Justice Perell’s decision in Fantl v. ivari, teaches class action defendants an important lesson in being careful what they wish for. In a rare decision, he ordered that a defendant contribute the majority of the costs of providing potential class members with notice of certification.
When a class action is certified by a court, efforts must be made to notify potential class members of the decision so that they are able to exercise their right to opt-out of the class. Notice is usually provided by newspaper publication, advertisements and dedicated website, among other things.
Typically, the successful plaintiff bears the financial costs of providing notice of certification (see Quinte v. Eastwood Mall Inc., 2014 ONSC 249). However, defendants have an interest in ensuring that the form of the notice and the plan for its distribution are sufficiently robust to ensure they will constitute a binding issue estoppel—which bars future claims by class members who did not opt-out.

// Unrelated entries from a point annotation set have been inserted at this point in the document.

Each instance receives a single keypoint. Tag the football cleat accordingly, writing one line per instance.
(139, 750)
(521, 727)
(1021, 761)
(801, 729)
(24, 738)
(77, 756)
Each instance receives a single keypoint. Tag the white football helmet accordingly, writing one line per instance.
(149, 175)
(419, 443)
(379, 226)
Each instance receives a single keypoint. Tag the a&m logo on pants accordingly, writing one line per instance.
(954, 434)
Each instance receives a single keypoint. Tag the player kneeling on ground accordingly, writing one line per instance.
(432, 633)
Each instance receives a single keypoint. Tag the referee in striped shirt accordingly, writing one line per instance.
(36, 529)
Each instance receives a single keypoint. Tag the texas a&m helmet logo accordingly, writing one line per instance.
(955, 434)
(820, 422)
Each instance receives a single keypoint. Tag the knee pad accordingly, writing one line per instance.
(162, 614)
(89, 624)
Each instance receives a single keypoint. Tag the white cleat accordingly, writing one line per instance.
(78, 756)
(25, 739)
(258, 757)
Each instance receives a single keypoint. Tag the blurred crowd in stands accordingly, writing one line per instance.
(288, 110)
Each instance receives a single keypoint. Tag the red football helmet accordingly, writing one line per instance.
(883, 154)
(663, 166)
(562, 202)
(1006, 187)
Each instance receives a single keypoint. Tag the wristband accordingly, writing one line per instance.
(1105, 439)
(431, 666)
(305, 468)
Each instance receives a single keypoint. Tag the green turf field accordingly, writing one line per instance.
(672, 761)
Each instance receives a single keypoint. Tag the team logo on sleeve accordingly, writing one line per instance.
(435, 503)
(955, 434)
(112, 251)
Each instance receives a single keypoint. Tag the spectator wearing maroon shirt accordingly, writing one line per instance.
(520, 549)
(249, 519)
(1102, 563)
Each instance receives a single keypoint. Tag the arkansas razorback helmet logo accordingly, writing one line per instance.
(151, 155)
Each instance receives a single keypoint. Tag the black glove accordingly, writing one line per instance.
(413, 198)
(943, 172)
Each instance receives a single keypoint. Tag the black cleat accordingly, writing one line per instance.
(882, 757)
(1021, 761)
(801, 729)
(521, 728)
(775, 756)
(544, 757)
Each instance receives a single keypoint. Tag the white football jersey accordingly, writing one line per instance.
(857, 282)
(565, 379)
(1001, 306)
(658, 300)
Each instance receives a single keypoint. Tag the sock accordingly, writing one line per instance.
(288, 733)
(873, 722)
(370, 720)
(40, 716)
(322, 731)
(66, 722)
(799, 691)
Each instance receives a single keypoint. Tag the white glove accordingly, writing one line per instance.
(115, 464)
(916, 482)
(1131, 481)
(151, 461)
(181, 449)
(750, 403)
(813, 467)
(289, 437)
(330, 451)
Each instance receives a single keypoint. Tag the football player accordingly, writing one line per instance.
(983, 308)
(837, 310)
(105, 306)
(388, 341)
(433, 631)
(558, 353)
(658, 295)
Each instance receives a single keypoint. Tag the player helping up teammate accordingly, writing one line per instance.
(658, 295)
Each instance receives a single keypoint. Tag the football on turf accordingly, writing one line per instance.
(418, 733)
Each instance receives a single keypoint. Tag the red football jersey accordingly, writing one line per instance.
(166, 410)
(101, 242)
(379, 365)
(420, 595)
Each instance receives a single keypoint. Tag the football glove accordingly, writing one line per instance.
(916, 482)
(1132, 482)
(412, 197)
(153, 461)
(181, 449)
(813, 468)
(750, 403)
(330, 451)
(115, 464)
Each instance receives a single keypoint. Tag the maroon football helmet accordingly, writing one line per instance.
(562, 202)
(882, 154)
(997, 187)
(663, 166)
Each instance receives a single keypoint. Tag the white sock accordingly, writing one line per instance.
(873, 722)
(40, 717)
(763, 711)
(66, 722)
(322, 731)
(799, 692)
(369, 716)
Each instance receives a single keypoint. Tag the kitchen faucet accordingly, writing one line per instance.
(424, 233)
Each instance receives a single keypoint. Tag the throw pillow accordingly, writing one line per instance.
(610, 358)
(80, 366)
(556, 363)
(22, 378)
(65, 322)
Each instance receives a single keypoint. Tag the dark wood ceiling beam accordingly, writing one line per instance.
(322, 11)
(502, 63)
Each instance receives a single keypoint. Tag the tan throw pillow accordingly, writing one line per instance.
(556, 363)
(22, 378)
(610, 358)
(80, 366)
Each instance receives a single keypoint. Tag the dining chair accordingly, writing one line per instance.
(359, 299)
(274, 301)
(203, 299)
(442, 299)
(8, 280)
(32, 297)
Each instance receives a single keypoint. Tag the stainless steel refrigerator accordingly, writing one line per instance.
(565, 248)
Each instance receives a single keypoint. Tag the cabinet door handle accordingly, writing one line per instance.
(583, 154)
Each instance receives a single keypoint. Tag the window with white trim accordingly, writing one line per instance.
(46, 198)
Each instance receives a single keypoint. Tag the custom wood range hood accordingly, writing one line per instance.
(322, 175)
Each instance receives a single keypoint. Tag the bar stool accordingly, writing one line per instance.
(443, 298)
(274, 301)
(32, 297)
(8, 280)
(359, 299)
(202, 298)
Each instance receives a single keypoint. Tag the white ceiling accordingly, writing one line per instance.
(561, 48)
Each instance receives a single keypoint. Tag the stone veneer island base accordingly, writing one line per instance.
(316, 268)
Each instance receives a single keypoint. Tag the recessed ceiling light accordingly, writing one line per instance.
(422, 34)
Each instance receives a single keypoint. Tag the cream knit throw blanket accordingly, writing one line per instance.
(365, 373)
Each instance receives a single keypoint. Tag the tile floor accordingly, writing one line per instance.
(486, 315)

The Defendant in Fantl v. ivari was concerned that the plan of notice would not reach all class members and challenged the notice plan on the basis that it was not robust enough to create binding issue estoppels should the class action be resolved by settlement or judgment. ivari proposed a more expensive direct notice plan and argued that the plaintiff should be the one to pay for it. The plaintiff defended its proposed notice plan as satisfactory, but did not oppose ivari’s notice plan provided that ivari was footing the bill.
Justice Perell’s decision took place in relatively uncommon procedural circumstances. The plaintiff’s class action had been commenced in 2003 and alleged i) that the defendant’s insurance contract investments underperformed and ii) that management fees on those investments were overcharged. The management fee allegations were settled in 2009. The remainder of the class action continued to a certification hearing and was certified by Justice Perell in 2013.
Five years after granting certification, Justice Perell was called on to resolve the parties’ dispute on the form of notice of certification. Justice Perell noted the general rule that plaintiffs should bear the cost of notice of certification but also emphasized that the costs of notice is always a matter of discretion. He quoted Justice Nordheimer’s statement from Markle v. Toronto (City),  O.J. No. 3024 (S.C.):
“5. In terms of the costs of notice to the class members and recognizing that this is always a matter of discretion, the normal order is that the representative plaintiff has to bear the costs of that notice. I say that is the normal order because it is the representative plaintiff that seeks certification and one of the consequences of certification is the requirement under section 17 of the Act that notice be given to the class members. […] The burden of notice therefore clearly falls on the representative plaintiff. This general rule is not without possible exceptions. For example, if a defendant admitted liability and the class proceeding was certified just to determine the relief to which the class members were entitled, then that might be a case where the defendant would be ordered to bear the cost of the notice programme. There may be other situations which would warrant a departure from the general rule. This case is not one of those exceptions, however. I would also note that the class is estimated at approximately 600 potential members. If notice were to be given by mail to each member of the class, it would not then represent a significant expense for the representative plaintiffs.”
Justice Perell noted that the defendant’s request took place in the context where the first ‘half’ of the class action, the management overcharge claim, had been settled in 2009 and the notice of that settlement included direct mail notices to policy-holders along with newspaper publications, internet notices and emails to distributors and key advisors. About 1.5% percent of potential class members opted out of the management overcharge claim. In constructing its plan of notice of certification in respect to underperformance claim, which was now certified but not settled, the plaintiff wanted to take advantage of the earlier notice by directly mailing notice only to: those who had opted-out of the management fee settlement, the defendant’s professional advisor network, and anyone who had previously contacted class counsel about the class action.
Although the plan of notice for the underperformance claim did not follow the same plan of distribution as the settled management fee overcharge claim, Justice Perell held that there was not necessarily a good reason for these two notices to be symmetrical. In his view, generally speaking, a robust notice plan alerting potential class members of the right to opt-out following certification “is far, far less important than a robust notice plan where there is a settlement fund to be distributed”.
In conclusion, Justice Perell held that there was substance to the defendant’s position that the notice plan needed to be more robust in order to protect the defendant from future claims. However, he exercised his discretion to order that 2/3 of the costs of notice be paid by the defendant. The defendant was, after-all, the predominant beneficiary of the robust notice plan.
Justice Perell’s decision is a lesson in the discretionary powers of the court to determine who pays for notice of procedural developments in a class action. In some cases it may be in the interest of defendants to contest the notice plan. However, defendants to all types of class actions should be cautioned that in some circumstances the court may require them to write the cheque for improvements that they seek.